Hazard signal Two: Analysis calculation task constantly timeout
When the large data application running in the Hadoop cluster is small or just one, everything is flowing and step-by-step, but as the Hadoop cluster grows, the running time of the data Analysis task becomes difficult to predict. At first, there were sporadic timeouts, and the problem was easily overlooked, but over time, the timeout problem became more serious and eventually led to a crisis.
Before the crisis, you must take action in advance to adjust the performance planning model according to the peak task.
Danger signal Three: You start telling people not to keep all the data.

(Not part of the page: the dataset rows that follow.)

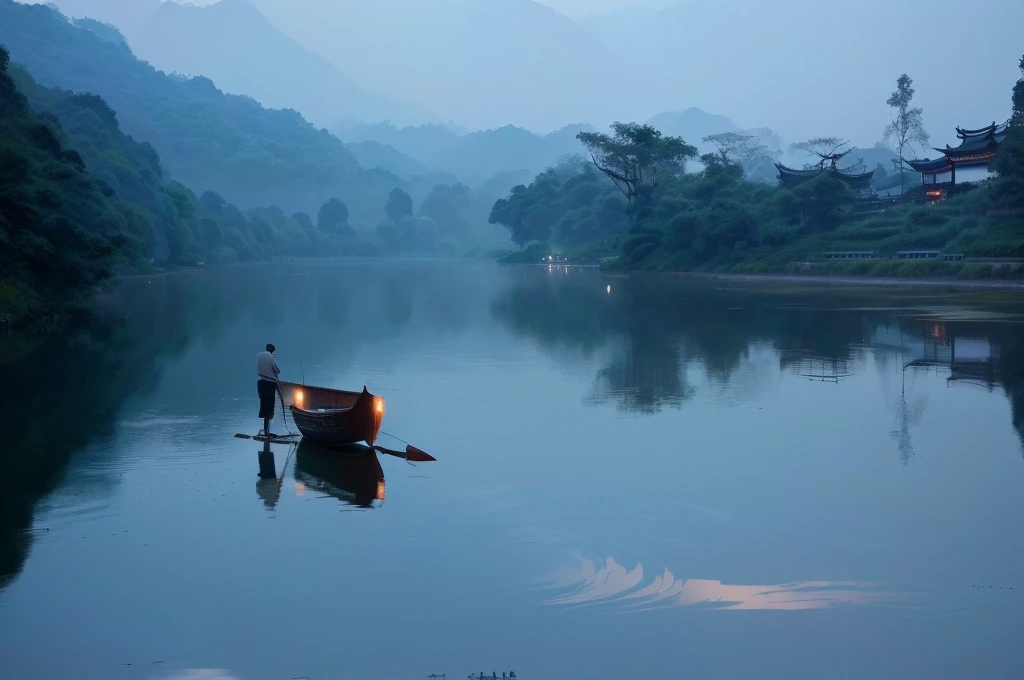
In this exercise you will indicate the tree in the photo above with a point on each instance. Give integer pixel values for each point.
(906, 128)
(398, 205)
(446, 206)
(634, 156)
(1010, 162)
(304, 220)
(511, 213)
(744, 150)
(826, 150)
(333, 217)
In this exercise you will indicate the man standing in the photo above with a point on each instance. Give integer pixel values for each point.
(267, 372)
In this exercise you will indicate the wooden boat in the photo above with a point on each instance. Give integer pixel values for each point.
(334, 418)
(351, 474)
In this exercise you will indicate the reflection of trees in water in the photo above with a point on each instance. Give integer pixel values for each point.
(908, 413)
(557, 310)
(68, 388)
(644, 378)
(656, 328)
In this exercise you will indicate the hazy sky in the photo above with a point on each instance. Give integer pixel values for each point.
(581, 8)
(803, 68)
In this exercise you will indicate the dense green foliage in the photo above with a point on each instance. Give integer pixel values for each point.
(1010, 162)
(80, 200)
(61, 230)
(716, 220)
(571, 206)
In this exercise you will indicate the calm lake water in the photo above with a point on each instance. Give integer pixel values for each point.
(638, 477)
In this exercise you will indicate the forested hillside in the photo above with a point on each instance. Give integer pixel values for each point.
(208, 140)
(60, 229)
(655, 215)
(81, 201)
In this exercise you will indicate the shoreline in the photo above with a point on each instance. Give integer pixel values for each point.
(881, 282)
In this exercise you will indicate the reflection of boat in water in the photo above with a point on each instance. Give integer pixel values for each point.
(812, 367)
(352, 473)
(334, 417)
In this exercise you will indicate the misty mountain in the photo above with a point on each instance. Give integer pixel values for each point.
(231, 43)
(807, 68)
(375, 155)
(207, 139)
(474, 157)
(480, 64)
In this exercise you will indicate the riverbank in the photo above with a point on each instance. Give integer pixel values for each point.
(995, 284)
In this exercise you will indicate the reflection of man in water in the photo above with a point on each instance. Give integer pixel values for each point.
(268, 487)
(266, 386)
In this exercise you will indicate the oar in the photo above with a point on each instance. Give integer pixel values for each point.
(411, 454)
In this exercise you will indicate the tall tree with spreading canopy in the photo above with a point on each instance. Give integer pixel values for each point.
(828, 151)
(1010, 161)
(906, 128)
(398, 205)
(634, 155)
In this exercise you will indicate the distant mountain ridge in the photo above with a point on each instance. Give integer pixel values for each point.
(483, 64)
(474, 157)
(232, 43)
(207, 139)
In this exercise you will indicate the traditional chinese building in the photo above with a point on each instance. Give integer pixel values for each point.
(967, 163)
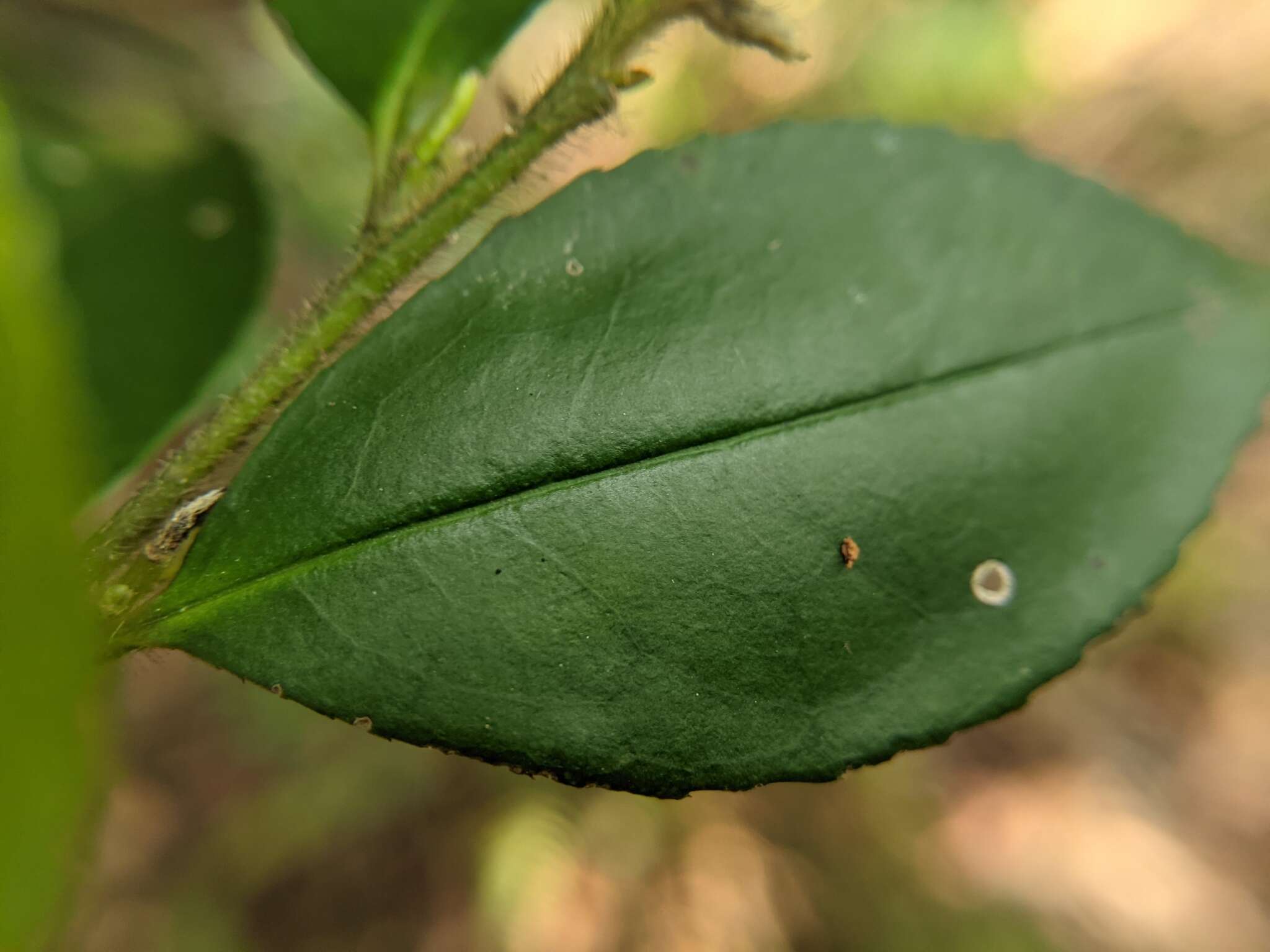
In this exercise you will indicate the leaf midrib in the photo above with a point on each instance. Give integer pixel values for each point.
(807, 418)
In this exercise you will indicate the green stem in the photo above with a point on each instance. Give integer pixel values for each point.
(584, 93)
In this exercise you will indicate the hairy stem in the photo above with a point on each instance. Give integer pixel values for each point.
(585, 92)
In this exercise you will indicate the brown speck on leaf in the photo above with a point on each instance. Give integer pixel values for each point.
(179, 524)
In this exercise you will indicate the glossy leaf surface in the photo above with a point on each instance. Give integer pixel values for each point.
(47, 643)
(580, 506)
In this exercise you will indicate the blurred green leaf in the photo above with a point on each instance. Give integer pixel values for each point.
(580, 503)
(398, 61)
(48, 753)
(961, 63)
(164, 262)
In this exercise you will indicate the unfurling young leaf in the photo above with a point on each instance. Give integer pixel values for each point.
(401, 64)
(582, 507)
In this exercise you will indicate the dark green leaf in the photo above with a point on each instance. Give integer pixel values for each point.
(47, 668)
(399, 55)
(579, 507)
(164, 265)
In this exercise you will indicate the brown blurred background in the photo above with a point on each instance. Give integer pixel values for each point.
(1126, 808)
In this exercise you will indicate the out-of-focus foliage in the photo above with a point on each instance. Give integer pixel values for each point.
(50, 747)
(163, 266)
(164, 239)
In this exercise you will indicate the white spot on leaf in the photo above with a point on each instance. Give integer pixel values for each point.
(993, 583)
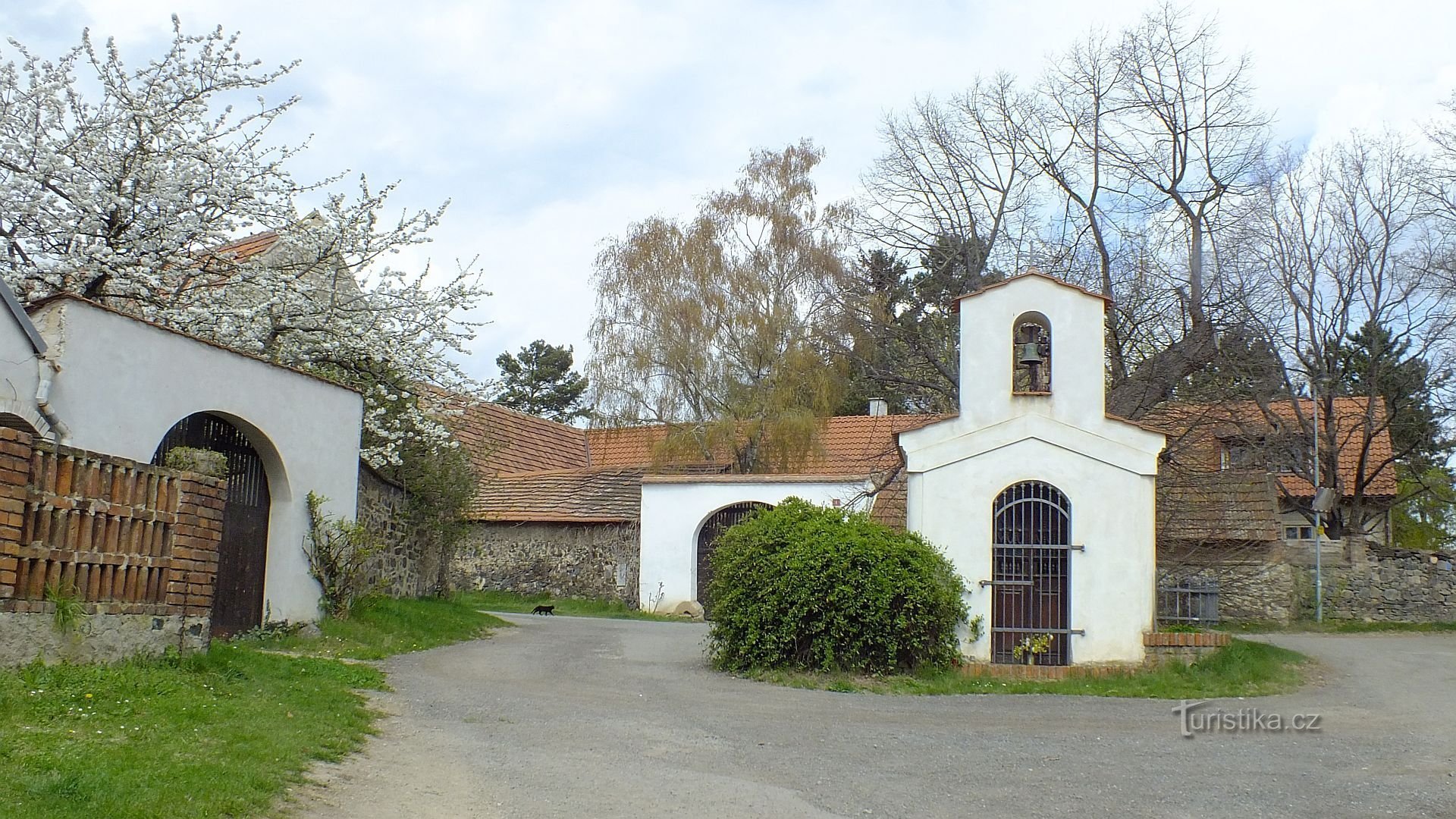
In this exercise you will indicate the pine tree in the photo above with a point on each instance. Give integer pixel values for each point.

Another symptom of the crisis is the shrinking of the Data Retention window. At first you want to keep 13 months of data for annual analysis. But because of the space constraints, you start to reduce the number of months that keep the data. In the end, your Hadoop system is no longer a "big data" system because it doesn't have enough data.
The shrinkage of the Data Retention window is due to problems with storage extensibility, similar to previous computational performance issues. When there is a problem with your capacity prediction model, you need to adjust it as quickly as possible.
Danger signal Four: Data scientists are "starving"
Overloaded Hadoop clusters stifle innovation because data scientists will not have enough computing resources to carry out large tasks or have enough space to store intermediate results.
Performance and capacity planning often ignores or underestimates the needs of data scientists, and, in addition to the aforementioned estimates of the production environment task, severely limits the pioneering and innovative work of data scientists.
Hazard signal Five: Data scientists are starting to look at stack Overflow
In the early days of the Hadoop system deployment, your operations team worked closely with scientists. The operations team provides support for data scientists at any time. (Editor's note: Similar in-line collaboration mode) but when the Hadoop system is successful on the line, the system's operation and expansion tasks will keep the operations team on the run, and then the data scientists encounter the problem of Hadoop have to solve their own, such as often go to the technical questions and answers website stack overflow to see
Danger Signal Six: data center getting hotter
The power of the data Center server is not configured by the peak power of the server, but when a Hadoop cluster runs the task, it often "pagers" for hours, burning power-mismatched power lines, and the same problem exists in the refrigeration system. When you deploy a Hadoop system, make sure that the data center supports its long, full running time.
Hazard Signal VII: Cost overruns
Hadoop deployments based on IaaS, such as AWS, are out of control in spending. The one-month fee is likely to be three times times that of last month, well above your budget.
Performance planning is also important for Hadoop deployments based on IaaS, but good performance planning is just the beginning, and if you need to extend the Hadoop system on IaaS, then you need to learn about Netflix spending a lot of money on cost monitoring and optimization systems.
The content source of this page is from Internet, which doesn't represent Alibaba Cloud's opinion;
products and services mentioned on that page don't have any relationship with Alibaba Cloud. If the
content of the page makes you feel confusing, please write us an email, we will handle the problem
within 5 days after receiving your email.
If you find any instances of plagiarism from the community, please send an email to:
info-contact@alibabacloud.com
and provide relevant evidence. A staff member will contact you within 5 working days.